REPUBLIC Act 7166 providing for Synchronized National and Local Elections and for Electoral Reforms provides in Section 14 that every candidate and treasurer of a political party participating in an election must file an itemized statement of all contributions and expenditures in connection with the election within 30 days after election day.
“No person elected to any public office shall enter upon the duties of his office until he has filed the statement of contributions and expenditures herein required. The same prohibition shall apply if the political party which nominated the winning candidate fails to file the statement required herein within the period prescribed by this Act.”
The parties and candidates that participated in the recent May 9 elections filed the required statements with the Commission on Elections (Comelec) before the deadline on June 8 – except one, the Liberal Party (LP).
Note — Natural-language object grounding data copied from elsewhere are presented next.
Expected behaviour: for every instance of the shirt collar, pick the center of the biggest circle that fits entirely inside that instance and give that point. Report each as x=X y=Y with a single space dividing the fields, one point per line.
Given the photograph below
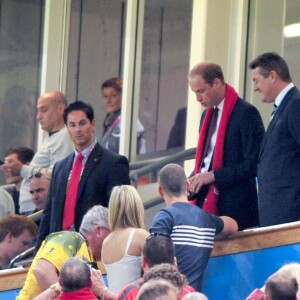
x=221 y=105
x=282 y=94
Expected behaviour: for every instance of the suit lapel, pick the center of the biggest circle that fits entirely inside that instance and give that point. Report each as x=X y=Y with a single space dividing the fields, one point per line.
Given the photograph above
x=91 y=163
x=65 y=176
x=279 y=111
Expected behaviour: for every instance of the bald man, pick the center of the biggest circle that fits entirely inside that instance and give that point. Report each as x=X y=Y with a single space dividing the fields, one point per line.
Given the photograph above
x=56 y=145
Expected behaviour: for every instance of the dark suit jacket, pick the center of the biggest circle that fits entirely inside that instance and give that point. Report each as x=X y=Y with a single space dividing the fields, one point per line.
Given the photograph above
x=236 y=180
x=279 y=164
x=103 y=170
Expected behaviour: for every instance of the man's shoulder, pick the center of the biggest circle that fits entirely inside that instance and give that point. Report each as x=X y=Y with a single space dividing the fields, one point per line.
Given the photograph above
x=130 y=290
x=107 y=154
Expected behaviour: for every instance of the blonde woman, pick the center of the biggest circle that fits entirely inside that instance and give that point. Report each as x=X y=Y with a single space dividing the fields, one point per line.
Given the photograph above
x=121 y=250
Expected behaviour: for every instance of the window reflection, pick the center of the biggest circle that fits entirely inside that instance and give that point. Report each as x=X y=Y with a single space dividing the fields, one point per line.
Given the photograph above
x=20 y=40
x=165 y=63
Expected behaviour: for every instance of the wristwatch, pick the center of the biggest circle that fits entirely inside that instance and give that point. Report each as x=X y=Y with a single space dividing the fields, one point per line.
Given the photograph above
x=55 y=288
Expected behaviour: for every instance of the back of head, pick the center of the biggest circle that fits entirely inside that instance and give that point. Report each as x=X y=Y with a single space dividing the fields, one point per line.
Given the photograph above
x=24 y=154
x=82 y=106
x=168 y=272
x=172 y=180
x=208 y=71
x=157 y=289
x=56 y=97
x=16 y=225
x=194 y=296
x=97 y=215
x=74 y=275
x=271 y=61
x=281 y=286
x=114 y=82
x=159 y=249
x=125 y=208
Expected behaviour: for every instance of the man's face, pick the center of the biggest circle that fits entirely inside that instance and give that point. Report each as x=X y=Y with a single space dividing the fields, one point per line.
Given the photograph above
x=17 y=245
x=49 y=114
x=80 y=129
x=112 y=99
x=9 y=159
x=39 y=191
x=263 y=85
x=206 y=94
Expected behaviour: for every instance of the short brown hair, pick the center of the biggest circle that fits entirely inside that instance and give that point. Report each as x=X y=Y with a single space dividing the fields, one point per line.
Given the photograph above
x=209 y=71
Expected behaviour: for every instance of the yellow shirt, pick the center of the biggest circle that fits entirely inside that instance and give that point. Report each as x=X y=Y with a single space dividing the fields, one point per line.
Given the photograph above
x=56 y=248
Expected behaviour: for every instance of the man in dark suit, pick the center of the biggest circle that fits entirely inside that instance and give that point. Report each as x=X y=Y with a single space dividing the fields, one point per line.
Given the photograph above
x=227 y=152
x=101 y=170
x=279 y=158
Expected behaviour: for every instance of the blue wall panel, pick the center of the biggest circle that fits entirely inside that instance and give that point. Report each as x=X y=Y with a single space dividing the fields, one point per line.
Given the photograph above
x=235 y=276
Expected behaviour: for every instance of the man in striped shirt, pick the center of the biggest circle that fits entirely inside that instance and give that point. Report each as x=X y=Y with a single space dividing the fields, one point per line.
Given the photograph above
x=191 y=229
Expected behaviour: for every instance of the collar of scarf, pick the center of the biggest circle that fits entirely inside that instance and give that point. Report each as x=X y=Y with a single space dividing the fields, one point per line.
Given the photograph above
x=80 y=294
x=231 y=98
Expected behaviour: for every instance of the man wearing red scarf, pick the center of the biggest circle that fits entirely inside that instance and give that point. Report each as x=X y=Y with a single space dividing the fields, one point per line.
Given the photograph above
x=223 y=181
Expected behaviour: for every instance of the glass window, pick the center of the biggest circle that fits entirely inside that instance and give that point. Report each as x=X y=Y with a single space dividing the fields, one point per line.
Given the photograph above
x=165 y=64
x=20 y=49
x=96 y=48
x=292 y=43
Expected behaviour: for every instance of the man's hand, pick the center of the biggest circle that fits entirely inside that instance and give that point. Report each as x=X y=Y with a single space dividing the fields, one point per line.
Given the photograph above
x=98 y=286
x=198 y=180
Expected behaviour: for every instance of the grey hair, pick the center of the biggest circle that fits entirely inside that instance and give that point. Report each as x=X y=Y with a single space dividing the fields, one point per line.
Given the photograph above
x=97 y=215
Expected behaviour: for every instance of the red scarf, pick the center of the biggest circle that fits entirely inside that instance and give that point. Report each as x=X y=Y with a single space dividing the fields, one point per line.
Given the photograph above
x=231 y=97
x=80 y=294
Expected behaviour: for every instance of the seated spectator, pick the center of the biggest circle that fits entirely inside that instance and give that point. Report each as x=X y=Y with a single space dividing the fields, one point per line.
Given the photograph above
x=39 y=186
x=170 y=273
x=75 y=280
x=194 y=296
x=58 y=247
x=126 y=221
x=179 y=217
x=158 y=249
x=157 y=289
x=112 y=94
x=20 y=156
x=281 y=286
x=7 y=206
x=290 y=269
x=16 y=233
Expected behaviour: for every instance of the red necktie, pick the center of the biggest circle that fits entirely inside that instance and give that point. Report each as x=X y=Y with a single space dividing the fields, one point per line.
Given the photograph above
x=70 y=203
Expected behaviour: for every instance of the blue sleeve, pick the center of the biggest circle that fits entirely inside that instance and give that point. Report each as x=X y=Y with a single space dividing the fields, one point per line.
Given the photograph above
x=219 y=224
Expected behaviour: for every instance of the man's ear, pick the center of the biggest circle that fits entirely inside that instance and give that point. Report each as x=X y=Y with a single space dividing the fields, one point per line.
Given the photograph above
x=144 y=262
x=160 y=190
x=9 y=237
x=175 y=261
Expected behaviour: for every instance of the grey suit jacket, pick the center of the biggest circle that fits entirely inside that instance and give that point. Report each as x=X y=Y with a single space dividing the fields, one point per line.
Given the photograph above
x=279 y=164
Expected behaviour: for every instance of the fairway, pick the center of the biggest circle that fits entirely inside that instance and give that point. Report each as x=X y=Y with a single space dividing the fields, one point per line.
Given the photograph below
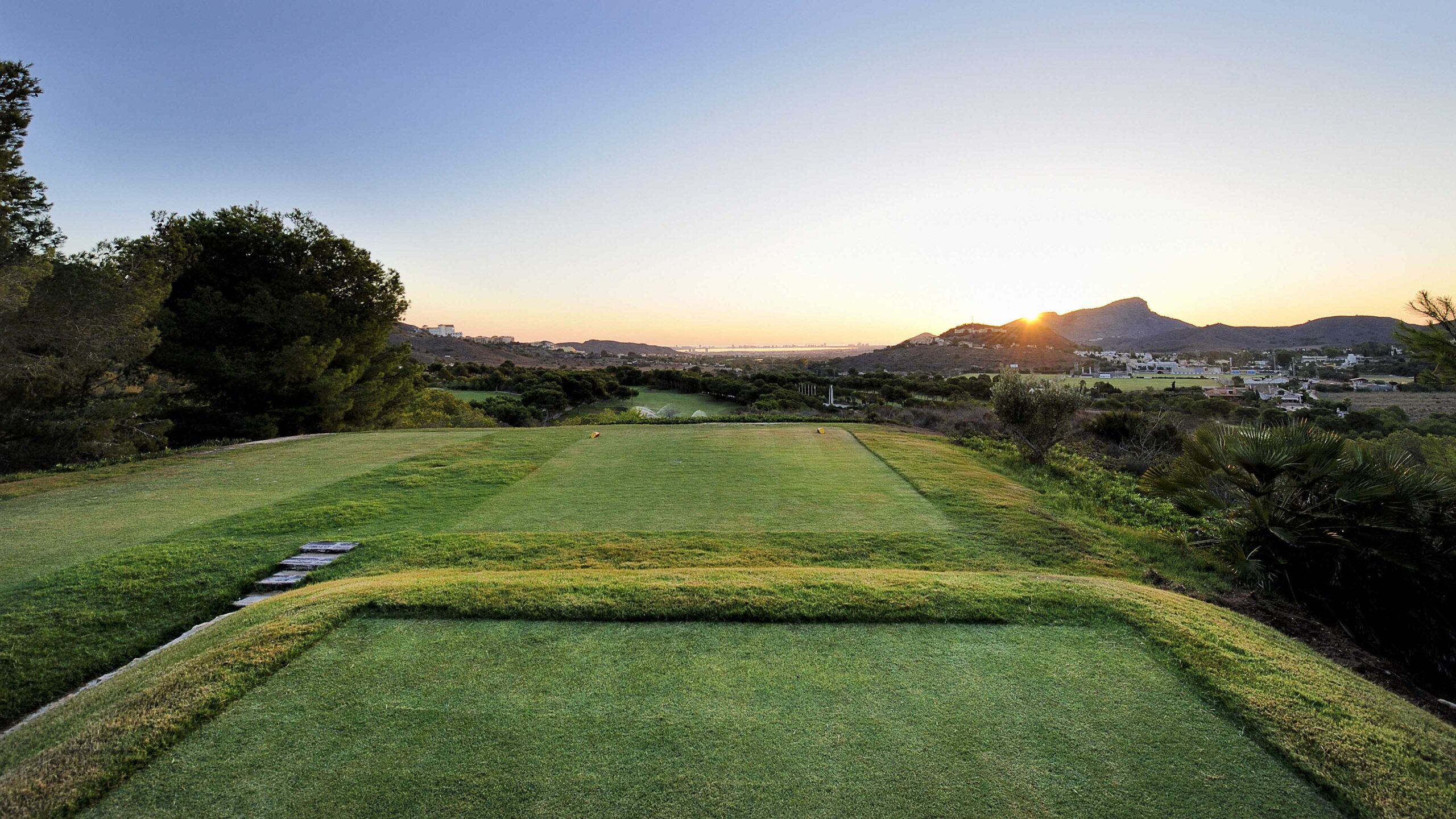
x=663 y=403
x=57 y=521
x=711 y=477
x=417 y=717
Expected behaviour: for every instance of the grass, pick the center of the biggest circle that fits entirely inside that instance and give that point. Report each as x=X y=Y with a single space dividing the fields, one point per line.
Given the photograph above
x=430 y=512
x=482 y=394
x=75 y=623
x=1376 y=754
x=57 y=521
x=711 y=478
x=711 y=719
x=1136 y=384
x=448 y=532
x=660 y=400
x=1416 y=404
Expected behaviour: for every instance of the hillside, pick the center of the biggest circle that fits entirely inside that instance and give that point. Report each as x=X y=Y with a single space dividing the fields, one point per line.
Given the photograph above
x=1331 y=331
x=971 y=348
x=1113 y=324
x=602 y=348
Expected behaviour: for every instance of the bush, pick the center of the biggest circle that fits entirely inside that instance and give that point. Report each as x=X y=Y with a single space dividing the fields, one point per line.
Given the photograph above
x=1359 y=534
x=439 y=408
x=1135 y=441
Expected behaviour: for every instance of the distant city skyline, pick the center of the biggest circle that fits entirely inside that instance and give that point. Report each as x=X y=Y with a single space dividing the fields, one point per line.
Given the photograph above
x=762 y=172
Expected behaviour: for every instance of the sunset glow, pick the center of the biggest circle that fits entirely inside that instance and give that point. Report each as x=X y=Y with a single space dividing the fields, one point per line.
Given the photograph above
x=763 y=172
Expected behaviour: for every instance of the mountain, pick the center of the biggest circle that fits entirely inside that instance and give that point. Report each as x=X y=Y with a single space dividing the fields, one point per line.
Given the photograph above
x=619 y=348
x=1331 y=331
x=1020 y=333
x=974 y=348
x=1114 y=324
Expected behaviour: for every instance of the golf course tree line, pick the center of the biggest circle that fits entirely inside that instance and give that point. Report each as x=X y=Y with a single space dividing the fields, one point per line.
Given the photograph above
x=241 y=324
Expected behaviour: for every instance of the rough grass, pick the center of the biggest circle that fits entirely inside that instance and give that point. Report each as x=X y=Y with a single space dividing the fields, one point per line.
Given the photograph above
x=57 y=521
x=711 y=478
x=1044 y=525
x=702 y=719
x=1372 y=751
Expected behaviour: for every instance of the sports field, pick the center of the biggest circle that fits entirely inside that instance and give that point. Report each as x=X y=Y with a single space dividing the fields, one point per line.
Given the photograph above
x=587 y=719
x=663 y=403
x=711 y=477
x=607 y=647
x=63 y=519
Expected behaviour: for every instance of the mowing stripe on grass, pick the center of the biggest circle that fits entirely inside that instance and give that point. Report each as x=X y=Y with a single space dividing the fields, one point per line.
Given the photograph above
x=425 y=717
x=711 y=477
x=44 y=531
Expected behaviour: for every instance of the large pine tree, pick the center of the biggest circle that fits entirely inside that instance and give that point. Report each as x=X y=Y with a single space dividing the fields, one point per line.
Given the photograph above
x=280 y=327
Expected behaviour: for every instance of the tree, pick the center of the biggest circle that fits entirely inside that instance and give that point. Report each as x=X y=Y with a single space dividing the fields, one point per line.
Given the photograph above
x=73 y=330
x=1036 y=414
x=1436 y=341
x=280 y=327
x=28 y=239
x=1359 y=534
x=73 y=385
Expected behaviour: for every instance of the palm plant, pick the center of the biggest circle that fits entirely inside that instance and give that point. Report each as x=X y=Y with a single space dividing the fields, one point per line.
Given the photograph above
x=1358 y=534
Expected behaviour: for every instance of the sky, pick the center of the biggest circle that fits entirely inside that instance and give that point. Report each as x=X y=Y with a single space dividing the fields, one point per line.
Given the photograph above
x=755 y=172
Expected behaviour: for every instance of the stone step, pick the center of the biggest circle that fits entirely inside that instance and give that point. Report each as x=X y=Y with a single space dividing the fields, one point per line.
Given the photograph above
x=282 y=581
x=329 y=547
x=308 y=561
x=254 y=598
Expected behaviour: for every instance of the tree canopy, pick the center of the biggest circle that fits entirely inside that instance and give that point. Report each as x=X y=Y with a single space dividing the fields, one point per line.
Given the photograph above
x=279 y=325
x=1436 y=341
It asked the Comelec for an extension up to June 30, and the Comelec granted the extension, contrary to its own Comelec Resolution 9991 prohibiting any extension and contrary to RA 7166.
This is now the center of a legal and political dispute with major repercussions on our very system of government and our national life.
If the Comelec had rejected the LP petition for an extension, none of its winning candidates would be able to assume office – not Vice President-elect Leni Robredo, not winning LP senatorial candidates Franklin Drilon, Francis Pangilinan, Ralph Recto, and Leila de Lima, not the many winning LP candidates for governor, mayor, board members, and councilors.
In explaining the Comelec decision to accept the late LP statement of accounts, Commissioner Rowena Guanzon, one of the majority of four in the seven-member Comelec, said they put more weight on the “will of the people” than on “procedural rules.”
But RA 7166 provides for a definite deadline and prohibits any winning candidate to assume office if the party failed to meet the deadline. This is the law and it provides for no exception. Can the Comelec resolution granting the LP petition for an extension prevail against a provision of law?
It would be truly a catastrophe of immense proportions if Robredo and Drilon and the others are denied the seats they won in the election. But the law appears explicit in setting a deadline and provides for no extension, which is the stand taken by the three-member Comelec minority.
The PDP-Laban, President-elect Duterte’s political party, will take the issue before the Supreme Court. Will the court issue a restraining order that will keep Vice President-elect Robredo, Senator Drilon, and all the other winning LPs from assuming office?
The country appears to be headed for a crisis – all because the LP, the leading political party all these years of the Aquino administration, failed to carry out a simple duty of filing a statement of election accounts within the period required by law.